Enchaînons tout de suite avec notre sujet. Quelle est votre analyse, monsieur le ministre, de la situation syrienne ? Notre diplomatie est sommes initialement partie avec les États-Unis contre Bachar Al-Assad et nous nous trouvons maintenant en négociation avec les Russes, et un peu moins contre Bachar Al-Assad. La situation est donc confuse, d'où la clarification demandée par la France.
Par ailleurs, vous nous direz où nous en sommes en Irak, notamment en ce qui concerne l'offensive sur Mossoul, puis vous évoquerez la Libye, dont les nouvelles sont particulièrement préoccupantes puisqu'on y est proche de la guerre civile.
Je reviens de l'Assemblée générale des Nations unies et ces questions, en particulier celle de la Syrie, étaient au coeur de nos échanges et ont fait l'objet de multiples réunions. La France a pris l'initiative de commencer par une réunion avec les pays dits « affinitaires », puis il y a eu deux réunions du groupe international de soutien à la Syrie, le GISS, et la réunion du Conseil de sécurité au niveau ministériel. En outre, de nombreuses rencontres bilatérales ont été organisées.

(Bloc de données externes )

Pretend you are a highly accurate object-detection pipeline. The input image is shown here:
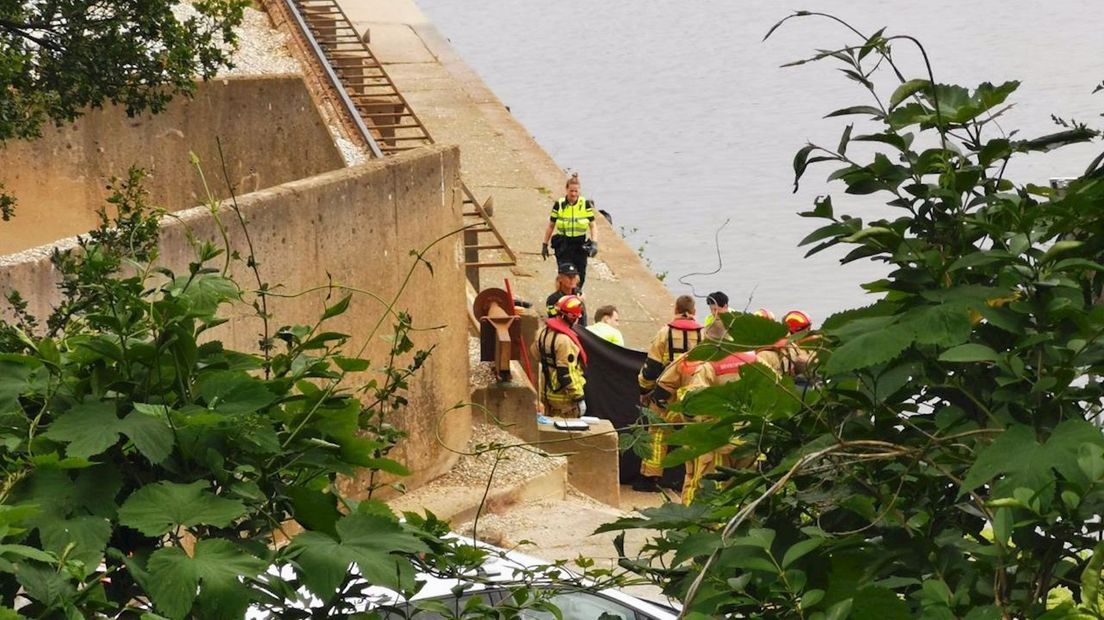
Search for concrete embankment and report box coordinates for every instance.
[340,0,673,341]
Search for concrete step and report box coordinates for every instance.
[388,426,567,523]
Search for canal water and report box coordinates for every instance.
[417,0,1104,321]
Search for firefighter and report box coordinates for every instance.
[651,321,756,505]
[544,263,586,327]
[541,174,598,292]
[758,310,817,383]
[633,295,702,491]
[531,295,586,418]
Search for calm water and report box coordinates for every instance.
[418,0,1104,320]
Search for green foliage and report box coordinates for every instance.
[606,12,1104,620]
[0,0,246,143]
[0,171,448,618]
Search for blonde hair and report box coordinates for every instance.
[675,295,696,314]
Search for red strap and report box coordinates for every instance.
[710,351,755,376]
[546,317,586,365]
[682,352,755,376]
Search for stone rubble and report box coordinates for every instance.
[330,132,369,165]
[431,424,566,488]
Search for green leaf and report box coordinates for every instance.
[0,355,45,416]
[39,515,112,573]
[890,79,932,109]
[0,545,57,564]
[849,586,912,620]
[45,400,119,459]
[782,538,825,568]
[15,563,76,608]
[940,342,999,363]
[322,293,352,321]
[794,145,817,192]
[1040,239,1085,263]
[671,525,721,566]
[119,407,174,464]
[720,312,789,351]
[960,420,1104,507]
[290,513,427,601]
[836,124,854,154]
[333,355,371,373]
[119,480,245,536]
[197,371,276,414]
[1081,543,1104,613]
[285,487,341,537]
[821,329,913,375]
[901,303,973,346]
[147,538,267,620]
[177,274,242,317]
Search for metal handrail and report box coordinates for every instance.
[285,0,383,159]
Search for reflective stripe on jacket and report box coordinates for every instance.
[552,196,594,237]
[532,325,586,405]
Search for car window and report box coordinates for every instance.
[520,592,636,620]
[375,590,501,620]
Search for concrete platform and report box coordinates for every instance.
[340,0,673,349]
[538,418,620,507]
[388,463,567,524]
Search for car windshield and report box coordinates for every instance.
[379,590,654,620]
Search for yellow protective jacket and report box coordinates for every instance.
[637,316,702,394]
[651,353,756,407]
[550,196,594,237]
[530,324,586,405]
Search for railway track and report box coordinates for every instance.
[273,0,517,290]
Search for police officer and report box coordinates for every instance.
[633,295,702,491]
[530,295,586,418]
[541,174,598,292]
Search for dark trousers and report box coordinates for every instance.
[552,235,587,291]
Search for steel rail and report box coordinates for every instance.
[284,0,383,159]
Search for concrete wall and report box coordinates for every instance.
[0,147,471,487]
[0,76,344,255]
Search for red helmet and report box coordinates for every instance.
[782,310,813,333]
[753,308,777,321]
[555,295,583,321]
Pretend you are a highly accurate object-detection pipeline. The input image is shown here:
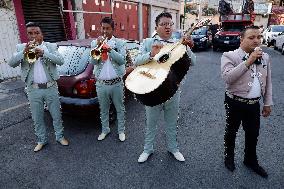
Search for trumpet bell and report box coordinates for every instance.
[26,51,37,64]
[90,48,102,60]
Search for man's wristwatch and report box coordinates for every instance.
[149,52,154,60]
[245,61,250,68]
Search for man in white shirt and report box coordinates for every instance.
[9,22,68,152]
[221,26,273,178]
[90,17,126,142]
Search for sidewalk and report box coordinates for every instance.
[0,79,31,130]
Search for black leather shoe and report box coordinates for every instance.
[244,161,268,178]
[225,158,236,172]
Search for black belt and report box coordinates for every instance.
[226,91,260,104]
[97,77,122,85]
[32,81,55,89]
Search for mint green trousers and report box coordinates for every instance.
[96,81,125,134]
[27,85,63,144]
[144,90,180,154]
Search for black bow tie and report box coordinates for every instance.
[160,39,174,43]
[242,55,261,65]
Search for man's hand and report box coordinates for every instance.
[182,36,194,48]
[35,48,44,57]
[262,106,271,117]
[24,42,32,54]
[97,36,105,46]
[150,44,163,57]
[246,48,262,66]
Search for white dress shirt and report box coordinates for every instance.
[247,64,261,98]
[99,36,118,80]
[34,42,48,83]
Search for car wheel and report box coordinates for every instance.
[273,41,278,50]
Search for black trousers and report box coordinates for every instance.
[224,94,260,163]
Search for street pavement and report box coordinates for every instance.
[0,47,284,189]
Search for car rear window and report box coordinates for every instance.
[272,26,284,32]
[57,46,90,76]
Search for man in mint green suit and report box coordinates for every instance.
[90,17,126,142]
[9,22,68,152]
[135,12,193,163]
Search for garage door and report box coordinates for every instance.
[22,0,66,42]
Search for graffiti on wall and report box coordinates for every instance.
[0,0,12,10]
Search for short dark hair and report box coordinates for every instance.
[155,12,173,26]
[101,17,114,29]
[241,25,259,38]
[26,22,41,29]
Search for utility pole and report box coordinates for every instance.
[182,0,187,29]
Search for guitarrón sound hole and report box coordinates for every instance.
[159,54,170,63]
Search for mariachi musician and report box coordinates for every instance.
[9,22,68,152]
[134,12,193,163]
[90,17,126,142]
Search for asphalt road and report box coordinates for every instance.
[0,48,284,189]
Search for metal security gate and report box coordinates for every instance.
[0,8,20,81]
[22,0,66,42]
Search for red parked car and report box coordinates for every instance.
[57,39,139,115]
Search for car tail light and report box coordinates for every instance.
[73,79,96,98]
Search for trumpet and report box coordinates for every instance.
[90,36,108,60]
[25,40,38,64]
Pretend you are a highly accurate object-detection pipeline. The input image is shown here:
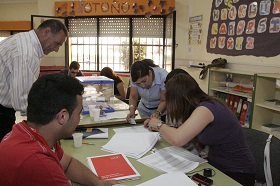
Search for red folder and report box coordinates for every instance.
[232,96,240,114]
[239,101,249,125]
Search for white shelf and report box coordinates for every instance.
[210,87,252,99]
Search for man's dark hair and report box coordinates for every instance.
[37,19,68,37]
[130,59,158,82]
[69,61,80,70]
[27,74,84,125]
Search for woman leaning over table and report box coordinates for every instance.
[144,74,256,186]
[127,59,168,123]
[100,67,125,100]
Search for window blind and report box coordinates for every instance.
[99,18,129,37]
[69,18,97,37]
[132,18,163,38]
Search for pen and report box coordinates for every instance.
[83,142,94,145]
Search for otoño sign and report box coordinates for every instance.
[207,0,280,57]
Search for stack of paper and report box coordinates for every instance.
[137,172,197,186]
[138,146,207,173]
[100,111,127,120]
[87,153,140,182]
[101,132,160,159]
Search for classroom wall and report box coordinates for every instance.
[0,0,280,72]
[175,0,280,73]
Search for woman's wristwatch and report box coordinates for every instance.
[157,121,165,131]
[156,110,162,115]
[129,105,136,110]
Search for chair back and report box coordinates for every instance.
[243,128,280,186]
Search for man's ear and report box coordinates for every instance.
[57,109,69,125]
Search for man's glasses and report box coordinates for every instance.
[135,75,149,85]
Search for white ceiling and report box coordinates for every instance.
[0,0,38,4]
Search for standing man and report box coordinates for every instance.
[60,61,84,77]
[0,19,68,140]
[0,73,118,186]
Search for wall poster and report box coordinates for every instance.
[188,15,202,45]
[206,0,280,57]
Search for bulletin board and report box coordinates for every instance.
[54,0,175,18]
[188,15,202,45]
[206,0,280,57]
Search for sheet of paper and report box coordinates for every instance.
[137,172,197,186]
[113,125,151,133]
[100,111,127,120]
[137,146,207,173]
[138,148,199,173]
[101,132,159,159]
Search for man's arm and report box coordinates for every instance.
[60,153,118,186]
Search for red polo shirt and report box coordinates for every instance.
[0,121,70,186]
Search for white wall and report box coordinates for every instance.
[175,0,280,73]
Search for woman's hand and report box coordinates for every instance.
[144,118,161,131]
[150,111,160,118]
[126,112,135,124]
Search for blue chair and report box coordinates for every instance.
[243,128,280,186]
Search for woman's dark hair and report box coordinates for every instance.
[164,68,189,84]
[130,59,158,82]
[100,67,123,81]
[69,61,80,70]
[27,73,84,125]
[165,73,214,122]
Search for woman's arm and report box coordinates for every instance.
[126,87,139,123]
[151,90,166,118]
[60,153,118,186]
[144,106,214,146]
[115,82,125,100]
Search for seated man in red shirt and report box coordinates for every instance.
[0,74,117,186]
[59,61,84,77]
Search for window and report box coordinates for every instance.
[68,14,173,72]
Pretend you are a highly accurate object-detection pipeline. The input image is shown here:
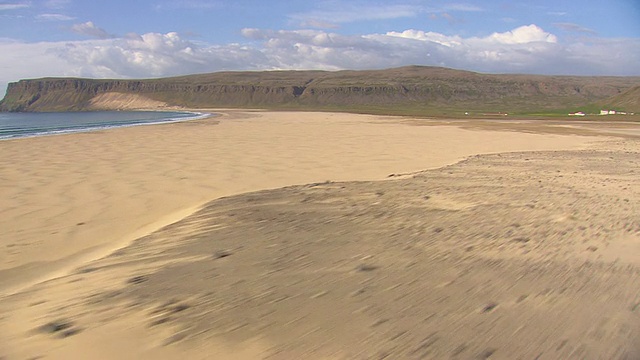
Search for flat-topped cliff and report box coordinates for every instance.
[0,66,640,112]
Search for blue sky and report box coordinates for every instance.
[0,0,640,95]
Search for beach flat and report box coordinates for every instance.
[0,111,640,359]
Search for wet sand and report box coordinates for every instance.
[0,111,640,359]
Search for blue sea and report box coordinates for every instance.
[0,111,210,140]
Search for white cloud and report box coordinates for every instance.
[485,24,558,44]
[36,14,75,21]
[44,0,71,9]
[0,3,29,11]
[0,25,640,97]
[71,21,113,39]
[290,2,421,24]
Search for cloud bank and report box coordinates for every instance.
[0,22,640,97]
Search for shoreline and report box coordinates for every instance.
[0,111,640,360]
[0,109,219,141]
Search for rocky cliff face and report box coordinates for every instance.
[0,66,640,111]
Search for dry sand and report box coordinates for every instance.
[0,111,640,359]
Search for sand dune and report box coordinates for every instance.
[0,111,640,359]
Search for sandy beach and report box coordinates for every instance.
[0,110,640,359]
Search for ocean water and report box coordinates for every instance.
[0,111,211,140]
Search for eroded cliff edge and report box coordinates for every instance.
[0,66,640,112]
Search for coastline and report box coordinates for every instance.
[0,110,640,359]
[0,109,217,141]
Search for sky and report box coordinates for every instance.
[0,0,640,97]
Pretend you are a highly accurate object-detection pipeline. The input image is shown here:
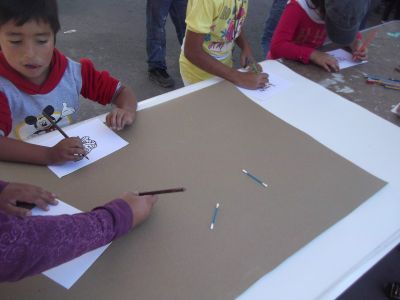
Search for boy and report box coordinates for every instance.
[179,0,268,89]
[0,0,137,165]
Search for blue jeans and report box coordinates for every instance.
[261,0,287,58]
[146,0,187,71]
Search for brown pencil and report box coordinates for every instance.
[42,111,89,159]
[138,188,186,196]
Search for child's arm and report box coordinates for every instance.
[106,87,137,130]
[0,136,85,165]
[81,59,137,130]
[350,32,368,61]
[235,31,268,73]
[310,50,340,72]
[184,30,268,89]
[0,193,157,282]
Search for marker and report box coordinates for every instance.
[42,111,89,159]
[242,169,268,187]
[138,188,186,196]
[358,29,378,51]
[210,203,219,230]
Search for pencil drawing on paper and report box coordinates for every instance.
[81,136,97,154]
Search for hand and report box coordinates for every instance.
[0,183,57,216]
[106,107,135,130]
[121,192,157,227]
[234,71,269,90]
[350,39,368,61]
[49,137,86,164]
[49,137,86,164]
[310,50,339,72]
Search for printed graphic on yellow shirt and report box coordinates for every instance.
[204,0,248,60]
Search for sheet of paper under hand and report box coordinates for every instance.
[29,119,128,178]
[327,49,367,70]
[32,200,111,289]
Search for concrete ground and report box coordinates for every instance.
[57,0,272,119]
[57,0,382,120]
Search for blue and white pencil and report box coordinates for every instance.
[210,203,219,230]
[242,169,268,187]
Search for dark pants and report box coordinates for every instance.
[382,0,400,21]
[146,0,187,70]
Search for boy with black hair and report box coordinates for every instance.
[0,0,137,164]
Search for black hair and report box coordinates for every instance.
[307,0,325,19]
[0,0,60,37]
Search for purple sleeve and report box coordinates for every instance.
[0,199,133,282]
[0,180,8,193]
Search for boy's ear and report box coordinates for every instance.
[43,105,54,116]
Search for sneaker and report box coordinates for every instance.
[149,68,175,87]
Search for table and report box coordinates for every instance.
[0,62,400,299]
[284,21,400,126]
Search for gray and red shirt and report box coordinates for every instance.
[0,49,121,140]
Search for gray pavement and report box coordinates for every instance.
[57,0,382,120]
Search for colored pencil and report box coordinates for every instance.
[42,111,89,159]
[138,188,186,196]
[242,169,268,187]
[210,203,219,230]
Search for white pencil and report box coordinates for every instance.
[210,203,219,230]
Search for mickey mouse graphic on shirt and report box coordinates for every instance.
[25,103,75,135]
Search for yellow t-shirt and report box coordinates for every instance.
[179,0,248,84]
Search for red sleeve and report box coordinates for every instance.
[0,180,8,193]
[270,1,315,64]
[0,92,12,136]
[80,59,119,105]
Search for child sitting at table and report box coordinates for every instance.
[0,0,137,165]
[0,179,157,282]
[179,0,268,89]
[267,0,368,72]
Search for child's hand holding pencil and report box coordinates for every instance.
[350,30,377,61]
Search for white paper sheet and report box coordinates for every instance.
[237,69,291,102]
[326,49,367,70]
[32,200,111,289]
[32,119,128,178]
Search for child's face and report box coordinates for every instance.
[0,20,54,85]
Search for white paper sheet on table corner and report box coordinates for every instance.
[326,49,367,70]
[237,72,291,102]
[32,119,128,178]
[32,200,111,289]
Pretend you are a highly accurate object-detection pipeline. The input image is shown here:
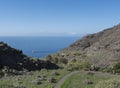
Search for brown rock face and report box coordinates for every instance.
[62,24,120,66]
[0,42,58,70]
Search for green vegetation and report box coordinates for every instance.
[95,79,120,88]
[0,69,68,88]
[59,71,120,88]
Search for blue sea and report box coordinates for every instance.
[0,37,80,58]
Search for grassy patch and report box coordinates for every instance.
[60,71,118,88]
[0,69,68,88]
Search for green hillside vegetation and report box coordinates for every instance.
[0,25,120,88]
[59,71,120,88]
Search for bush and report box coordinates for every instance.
[112,62,120,74]
[59,58,68,64]
[95,79,120,88]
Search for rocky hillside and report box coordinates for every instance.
[0,42,58,70]
[55,25,120,67]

Vous connaissez la situation. Nous étions tous dans l'attente de la mise en oeuvre de l'accord russo-américain, négocié depuis des semaines et qui a abouti le 9 septembre dernier. Cet accord est très fragile, il y a eu beaucoup d'accrocs dans sa mise en oeuvre. Une frappe américaine contre Daech a provoqué, parmi des soldats syriens, 60 tués et 150 blessés, ce qui a fourni un prétexte à des ripostes, un convoi humanitaire étant attaqué par des tirs d'aviation a priori russes, bien que la Russie le nie, ce qui a entraîné de nombreux morts parmi des travailleurs humanitaires (Croissant rouge et ONU). Cet enchaînement a fait voler l'accord en éclat.
Le régime a alors accentué ses attaques, prétendument sur des groupes terroristes, en réalité sur Alep. Cette ville est ainsi privée de toute aide humanitaire depuis des mois et cette situation ne peut rester sans réponse. Or j'ai assisté, je vous le dis franchement, avec beaucoup de consternation aux réunions du GISS, durant lesquelles se manifestaient des tensions fortes et des échanges verbaux très durs entre Sergueï Lavrov et John Kerry.
Dans ce contexte, que faire ? Nous nous battons pour l'instauration d'un nouveau cessez-le-feu, mais il faut changer de méthode. On le voit, on a atteint les limites de la négociation russo-américaine, qui n'est pas efficace. C'est pourquoi la France a pris l'initiative de demander un cessez-le-feu, en priorité à Alep, afin de permettre aux organisations humanitaires d'y accéder. Elle a aussi proposé au GISS et au Conseil de sécurité de mettre en place un mécanisme, ouvert à tout pays volontaire, en vue d'un suivi collectif de ce cessez-le-feu. Après une discussion très franche, cette idée a fait sont chemin et recueilli un large soutien des membres du GISS ou du Quint, qui s'est réuni à Boston à l'issue de la semaine ministérielle de l'Assemblée générale des Nations Unies.
Cette réunion du Quint (Etats-Unis, Royaume Uni, Italie, Allemagne, France et Union européenne) a abouti à une déclaration qui met en cause le soutien russe aux bombardements du régime à Alep, appelle à une action du Conseil de Sécurité, appelle un une condamnation de l'usage d'armes chimiques par le régime de Damas par l'ONU et inclut une référence au mécanisme de suivi que j'évoquais.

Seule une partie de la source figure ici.